Guest Post: Courtney Kelley & Kate Gagnon Osborne

I have stepped away for a few weeks to enjoy my new baby girl. As a gift to you dear knitters I offer you a mini-series of guest posts by some treasured folk from the knitting industry. They share with us what knitting in the summer means for them. Enjoy! For both of us, our summer knitting looks almost exactly like our winter knitting, as we tend to constantly knit with the cooler seasons in mind. Summer knitting, though, comes with more interruptions - many of which are welcome ones!  Courtney's summers are now occupied with feeding the chickens, tending the garden and watching the sunset and hanging out by the river well into the nighttime. For Kate, this summer has already looked a lot different than summer's past. For the last few years, she has spent her spare time at the local city animal shelter and fostering dogs, knitting in the evenings once everyone has been walked and fed, but this summer she will be spending her spare time - or, really, all of her time when not at work! - wrangling her infant daughter, Charlie.

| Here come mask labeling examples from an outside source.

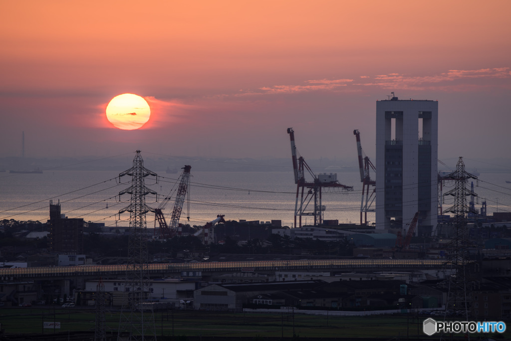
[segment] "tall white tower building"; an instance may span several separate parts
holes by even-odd
[[[377,229],[406,233],[419,212],[415,235],[436,230],[438,118],[437,101],[376,102]]]

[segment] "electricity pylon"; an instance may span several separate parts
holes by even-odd
[[[144,167],[140,150],[136,151],[133,167],[120,173],[120,178],[124,175],[131,176],[131,186],[119,193],[119,196],[128,193],[131,195],[131,199],[129,205],[119,211],[120,215],[130,213],[130,235],[118,340],[156,340],[152,309],[144,309],[144,303],[151,292],[146,214],[154,212],[146,204],[146,195],[156,193],[146,187],[144,179],[149,175],[157,175]]]
[[[469,234],[467,223],[469,213],[476,214],[468,204],[467,198],[469,196],[477,196],[477,194],[467,188],[467,181],[477,177],[465,171],[465,165],[462,157],[458,160],[456,170],[446,177],[455,181],[454,188],[445,195],[454,197],[454,203],[445,212],[454,215],[455,235],[446,245],[447,262],[446,265],[450,268],[448,280],[447,310],[461,312],[463,317],[469,320],[469,312],[472,309],[472,285],[474,279],[471,274],[470,265],[472,263],[469,255]],[[470,337],[470,336],[469,336]]]

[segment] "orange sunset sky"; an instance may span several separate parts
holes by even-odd
[[[439,102],[439,157],[509,157],[511,2],[3,1],[0,157],[375,158],[376,101]],[[149,121],[105,109],[144,97]]]

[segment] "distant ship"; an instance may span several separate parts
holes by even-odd
[[[36,168],[33,171],[10,170],[9,172],[13,174],[42,174],[42,171],[39,168]]]

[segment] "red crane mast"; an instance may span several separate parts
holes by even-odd
[[[293,170],[294,173],[294,183],[296,184],[296,200],[294,205],[294,226],[301,226],[302,216],[313,216],[314,226],[322,223],[322,214],[326,209],[322,204],[321,195],[323,191],[347,193],[353,190],[353,186],[346,186],[339,184],[337,181],[337,174],[320,174],[316,175],[307,165],[302,156],[298,156],[296,146],[294,142],[294,131],[288,128],[287,132],[291,141],[291,158],[293,162]],[[312,182],[305,179],[305,171],[312,176]],[[305,189],[308,189],[306,193]],[[312,210],[309,205],[314,202]],[[297,217],[298,224],[297,224]]]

Courtney's summer knitting often involves socks, something she rarely knits other times of year. She's a sweater knitter, and begrudges the summer heat and turns to smaller accessories. She's already begun obsessing about knitting her 4 year old son a new back-to-school sweater for September...though she has yet to cast on.

Kate's summer knitting has already begun, and when not swatching and designing for Kelbourne - her mind and hands are already working on garments to be published next winter - she has turned to creating outfits for Charlie to wear come fall. She recently finished Hannah's Tiny Rock Coast in the 6-12 month size out of the Fibre Company's Canopy Fingering in the color guava for her to wear once the weather cools in September. She's also on a sewing kick, and has been obsessively making her "Big Butt Baby Pants", a knitting pattern by Rae Hoekstra. Ever with her mind on yarn, though, she recently finished a pair of pants for her to wear with small lambs printed on them to help teach Charlie exactly where some of all her mom's yarn comes from. {And who can resist lambs on pants?}

Regardless of what the day brings, knitting is always on our minds, and we're not far from a pair of needles and yarn.